Gap Inc. dropped 3.1 percent after saying July sales at stores open at least a year rose less than analysts estimated. J.C. Penney Co. fell 5.8 percent as its chairman sparred with the largest shareholder, Bill Ackman’s Pershing Square Capital Management LP, over who should lead the company. Cliffs Natural Resources Inc. of Cleveland jumped 11 percent as metals rallied after Chinese industrial output expanded faster than estimated.
The S&P 500 fell 0.4 percent to 1,691.42. The Dow Jones industrial average dropped 72.81 points, or 0.5 percent, to 15,425.51. The gauge lost 1.5 percent in the past five days, halting a string of six weekly advances.
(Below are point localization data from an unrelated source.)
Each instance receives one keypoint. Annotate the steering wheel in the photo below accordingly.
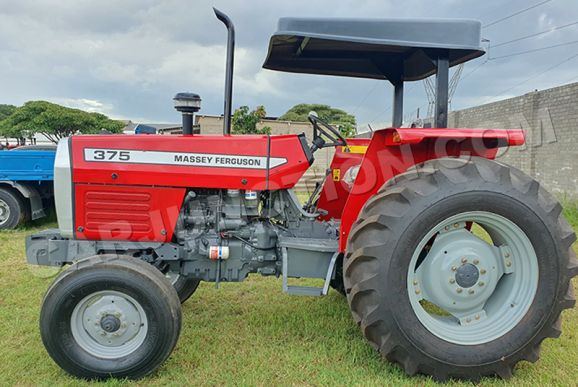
(322, 128)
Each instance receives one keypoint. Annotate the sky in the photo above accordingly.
(128, 58)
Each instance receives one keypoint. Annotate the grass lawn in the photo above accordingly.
(247, 334)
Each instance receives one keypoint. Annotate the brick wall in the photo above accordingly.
(550, 119)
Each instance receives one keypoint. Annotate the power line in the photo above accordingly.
(366, 96)
(475, 69)
(534, 50)
(533, 77)
(515, 14)
(536, 34)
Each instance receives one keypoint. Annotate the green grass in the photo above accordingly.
(246, 334)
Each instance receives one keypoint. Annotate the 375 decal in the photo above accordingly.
(211, 160)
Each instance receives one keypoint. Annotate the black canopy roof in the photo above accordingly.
(393, 49)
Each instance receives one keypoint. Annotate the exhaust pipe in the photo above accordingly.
(229, 67)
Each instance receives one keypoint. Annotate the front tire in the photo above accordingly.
(110, 316)
(413, 245)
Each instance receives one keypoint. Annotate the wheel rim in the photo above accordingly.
(480, 289)
(4, 212)
(109, 324)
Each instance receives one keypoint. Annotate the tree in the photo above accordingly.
(245, 121)
(6, 110)
(54, 122)
(345, 121)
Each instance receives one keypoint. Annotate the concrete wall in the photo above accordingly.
(550, 119)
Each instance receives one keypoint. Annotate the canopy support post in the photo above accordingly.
(397, 119)
(442, 63)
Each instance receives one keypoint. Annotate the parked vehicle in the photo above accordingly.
(453, 264)
(26, 184)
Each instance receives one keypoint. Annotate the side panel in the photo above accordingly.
(394, 151)
(335, 188)
(237, 162)
(126, 213)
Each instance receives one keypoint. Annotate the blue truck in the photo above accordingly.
(26, 184)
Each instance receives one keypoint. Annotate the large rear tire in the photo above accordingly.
(12, 209)
(110, 316)
(434, 297)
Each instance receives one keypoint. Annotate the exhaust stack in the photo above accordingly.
(229, 68)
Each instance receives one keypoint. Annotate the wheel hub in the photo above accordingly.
(467, 275)
(110, 323)
(460, 272)
(480, 286)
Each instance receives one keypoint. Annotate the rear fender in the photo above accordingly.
(393, 151)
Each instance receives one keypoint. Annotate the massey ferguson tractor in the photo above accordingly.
(454, 265)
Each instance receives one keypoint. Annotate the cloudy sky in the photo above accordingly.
(127, 58)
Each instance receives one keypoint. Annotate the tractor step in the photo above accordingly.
(308, 258)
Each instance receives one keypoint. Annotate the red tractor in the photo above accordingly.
(454, 265)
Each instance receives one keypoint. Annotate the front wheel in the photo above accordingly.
(110, 316)
(460, 268)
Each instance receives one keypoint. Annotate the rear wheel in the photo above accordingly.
(460, 269)
(12, 209)
(110, 316)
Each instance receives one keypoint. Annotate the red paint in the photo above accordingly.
(281, 177)
(334, 194)
(393, 151)
(105, 212)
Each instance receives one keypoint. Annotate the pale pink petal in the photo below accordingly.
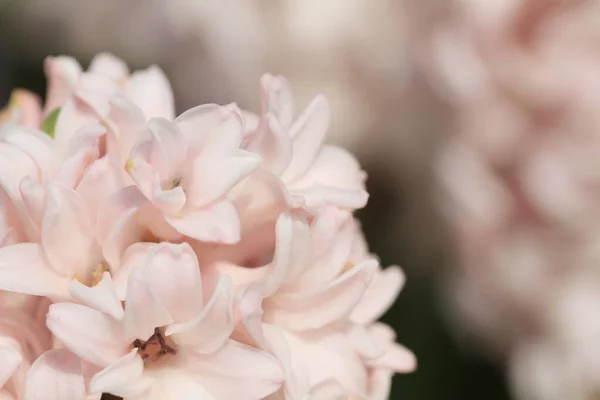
(11, 216)
(67, 235)
(251, 121)
(329, 251)
(109, 65)
(168, 146)
(126, 126)
(6, 395)
(83, 150)
(379, 296)
(124, 378)
(10, 358)
(62, 74)
(91, 334)
(34, 200)
(36, 144)
(236, 372)
(335, 178)
(55, 375)
(24, 269)
(143, 310)
(73, 115)
(249, 326)
(318, 196)
(102, 297)
(291, 252)
(133, 257)
(172, 273)
(89, 104)
(117, 223)
(103, 174)
(277, 98)
(316, 308)
(308, 134)
(197, 123)
(212, 179)
(211, 328)
(380, 383)
(397, 358)
(296, 374)
(273, 143)
(327, 390)
(151, 91)
(217, 223)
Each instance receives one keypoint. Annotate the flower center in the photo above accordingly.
(172, 184)
(156, 348)
(96, 276)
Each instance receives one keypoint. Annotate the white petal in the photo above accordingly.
(91, 334)
(55, 375)
(143, 310)
(102, 297)
(124, 378)
(24, 269)
(213, 326)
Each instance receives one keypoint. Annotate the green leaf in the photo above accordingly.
(50, 122)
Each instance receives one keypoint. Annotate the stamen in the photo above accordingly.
(155, 348)
(98, 272)
(172, 184)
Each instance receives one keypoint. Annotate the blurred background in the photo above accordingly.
(477, 122)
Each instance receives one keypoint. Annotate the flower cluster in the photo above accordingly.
(521, 181)
(210, 255)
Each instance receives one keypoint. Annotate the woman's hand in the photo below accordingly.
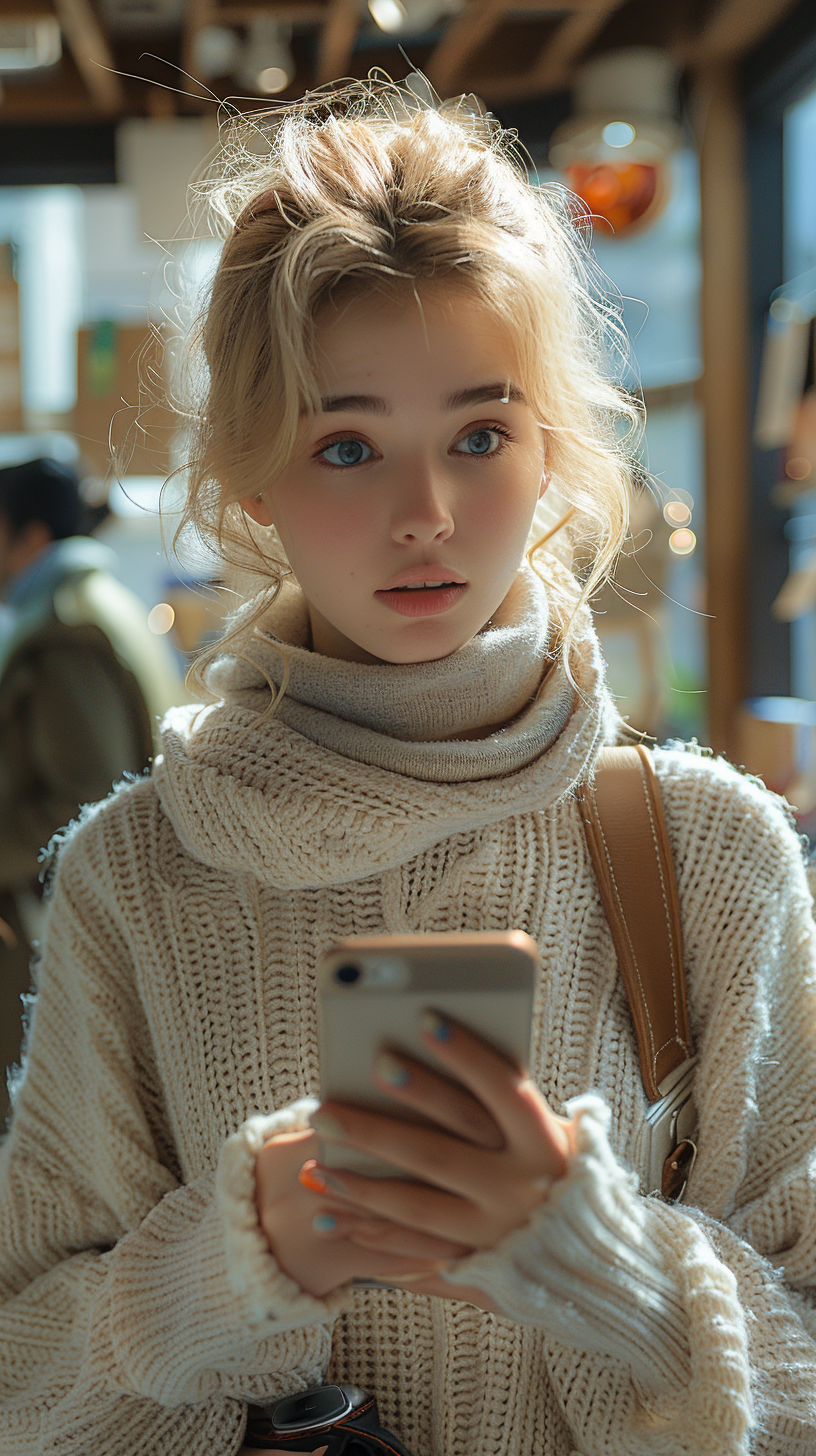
(500, 1152)
(287, 1212)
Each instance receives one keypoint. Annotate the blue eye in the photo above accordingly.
(480, 441)
(347, 452)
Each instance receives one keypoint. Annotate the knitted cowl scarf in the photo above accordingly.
(362, 766)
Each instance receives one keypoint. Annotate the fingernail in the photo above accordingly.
(324, 1222)
(436, 1025)
(312, 1178)
(391, 1070)
(328, 1126)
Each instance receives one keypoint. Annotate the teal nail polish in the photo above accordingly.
(391, 1070)
(324, 1222)
(436, 1025)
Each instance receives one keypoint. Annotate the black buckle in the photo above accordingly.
(341, 1418)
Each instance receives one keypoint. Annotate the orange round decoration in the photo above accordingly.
(621, 195)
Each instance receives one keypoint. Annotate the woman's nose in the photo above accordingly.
(423, 511)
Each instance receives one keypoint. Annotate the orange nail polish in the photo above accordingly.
(311, 1178)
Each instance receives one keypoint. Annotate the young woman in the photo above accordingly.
(401, 355)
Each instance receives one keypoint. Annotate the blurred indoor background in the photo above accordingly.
(689, 130)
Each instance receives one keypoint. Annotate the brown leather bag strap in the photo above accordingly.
(633, 864)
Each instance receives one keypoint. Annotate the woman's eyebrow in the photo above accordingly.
(376, 405)
(503, 390)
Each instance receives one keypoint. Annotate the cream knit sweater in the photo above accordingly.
(175, 1030)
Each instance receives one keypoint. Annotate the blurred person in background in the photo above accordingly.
(82, 683)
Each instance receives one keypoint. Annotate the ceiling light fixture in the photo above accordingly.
(410, 16)
(614, 150)
(267, 64)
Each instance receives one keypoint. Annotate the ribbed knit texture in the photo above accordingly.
(175, 1028)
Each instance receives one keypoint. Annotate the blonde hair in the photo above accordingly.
(378, 187)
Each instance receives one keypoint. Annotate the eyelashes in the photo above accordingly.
(348, 437)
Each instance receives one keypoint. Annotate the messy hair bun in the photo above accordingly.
(379, 187)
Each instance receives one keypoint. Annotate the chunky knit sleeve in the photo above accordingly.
(692, 1328)
(127, 1324)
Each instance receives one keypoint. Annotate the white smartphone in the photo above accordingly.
(372, 992)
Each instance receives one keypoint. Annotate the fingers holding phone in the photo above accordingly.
(308, 1229)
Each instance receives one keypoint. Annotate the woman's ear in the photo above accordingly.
(257, 507)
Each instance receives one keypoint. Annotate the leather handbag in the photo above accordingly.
(338, 1420)
(630, 852)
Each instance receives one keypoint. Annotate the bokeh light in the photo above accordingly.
(682, 542)
(161, 618)
(618, 134)
(676, 513)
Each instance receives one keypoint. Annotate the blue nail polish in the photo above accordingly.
(436, 1025)
(324, 1222)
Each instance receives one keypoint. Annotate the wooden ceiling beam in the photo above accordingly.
(469, 31)
(92, 54)
(337, 41)
(557, 61)
(464, 37)
(296, 12)
(733, 28)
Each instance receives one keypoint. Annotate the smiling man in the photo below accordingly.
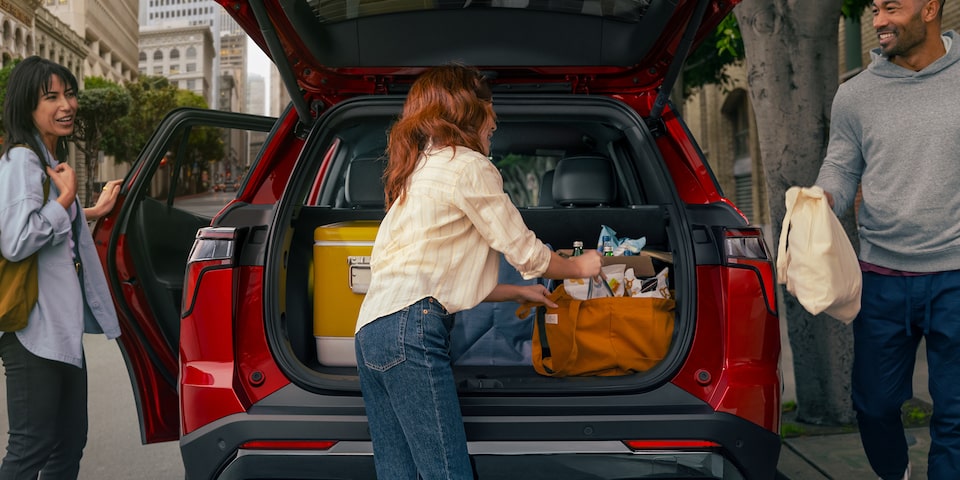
(895, 132)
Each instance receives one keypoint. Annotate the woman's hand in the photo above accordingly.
(64, 177)
(536, 294)
(108, 198)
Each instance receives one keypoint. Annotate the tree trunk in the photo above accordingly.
(792, 70)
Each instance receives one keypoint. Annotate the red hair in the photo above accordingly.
(447, 106)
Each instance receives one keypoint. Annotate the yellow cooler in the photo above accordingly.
(341, 275)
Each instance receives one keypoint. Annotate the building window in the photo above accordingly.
(737, 113)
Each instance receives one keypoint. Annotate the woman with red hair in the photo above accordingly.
(437, 253)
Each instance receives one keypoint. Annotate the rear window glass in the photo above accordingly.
(330, 11)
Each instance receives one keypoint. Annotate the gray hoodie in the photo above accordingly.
(68, 305)
(897, 133)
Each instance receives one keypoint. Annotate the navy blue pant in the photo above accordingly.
(896, 313)
(47, 412)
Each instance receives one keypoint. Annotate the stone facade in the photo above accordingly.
(108, 29)
(722, 121)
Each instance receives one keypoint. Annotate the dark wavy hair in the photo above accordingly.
(28, 82)
(447, 106)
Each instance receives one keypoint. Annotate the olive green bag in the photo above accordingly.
(19, 286)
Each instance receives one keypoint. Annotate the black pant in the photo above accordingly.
(47, 412)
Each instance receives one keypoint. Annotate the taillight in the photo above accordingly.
(214, 247)
(670, 444)
(288, 445)
(746, 248)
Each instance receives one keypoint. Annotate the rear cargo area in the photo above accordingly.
(570, 176)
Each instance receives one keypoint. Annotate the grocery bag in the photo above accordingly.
(815, 259)
(600, 337)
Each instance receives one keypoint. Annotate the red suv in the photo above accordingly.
(238, 308)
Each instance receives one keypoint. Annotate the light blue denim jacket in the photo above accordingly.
(65, 309)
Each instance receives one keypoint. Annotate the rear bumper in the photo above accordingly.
(547, 466)
(584, 444)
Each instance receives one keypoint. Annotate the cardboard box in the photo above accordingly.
(341, 275)
(642, 264)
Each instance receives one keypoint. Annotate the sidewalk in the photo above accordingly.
(813, 452)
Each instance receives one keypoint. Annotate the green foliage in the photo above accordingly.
(854, 8)
(789, 430)
(151, 99)
(707, 64)
(101, 104)
(4, 76)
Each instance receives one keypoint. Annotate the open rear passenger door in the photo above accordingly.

“It’s been a combination of tapering and just trying to digest the new highs,” said Chris Bouffard, chief investment officer of the Mutual Fund Store in Overland Park, Kan., which oversees $8 billion.
The S&P 500 has rallied 19 percent in 2013 and closed at a record 1,709.67 on Aug. 2. The gauge topped 1,700 for the first time on Aug. 1, and surpassed it twice Thursday before paring gains to close below that level. Friday’s retreat left the index down 1.1 percent in the past five days, the biggest weekly slide since June 21. The Dow’s weekly decline snapped its longest winning streak since August 2012.
Investors pulled almost $1.20 billion from U.S. equity exchange-traded funds over the last four days, according to data compiled by Bloomberg from about 1,500 funds. About $32 billion of deposits went to the funds in July, the most since September 2008, the data show.
Forty stocks in the S&P 500 closed at their highest levels in 52 weeks or longer on Thursday, according to data compiled by Bloomberg, compared with 193 on May 15. Less than 79 percent of the 500 companies traded above their 50-day moving averages, down from 93 percent on May 17.
Speculation the Fed will pare bond purchases in September as the economy strengthens increased this week. Charles Evans, Sandra Pianalto and Richard Fisher, regional Fed presidents in Chicago, Cleveland and Dallas, said this week the central bank may be closer to tapering as the labor market recovers. Fed stimulus has helped propel the S&P 500 up more than 150 percent from its bear-market low in 2009.
Nine out of 10 main industries in the S&P 500 fell. Phone stocks retreated for a fifth straight day, losing 1 percent to extend a weekly loss to 2.5 percent. AT&T Inc. slid 1.4 percent to $34.80.
Gap Inc. dropped 3.1 percent to $44.10. The clothing retailer said July same-store sales rose 1 percent, less than the 1.6 percent estimated by analysts, on declines at its Old Navy and Banana Republic chains.
BlackBerry Ltd. rose 5.7 percent to $9.76, the highest in almost six weeks. Reuters reported the smartphone maker’s board may seek a buyer to take it private, citing unidentified people familiar with the talks.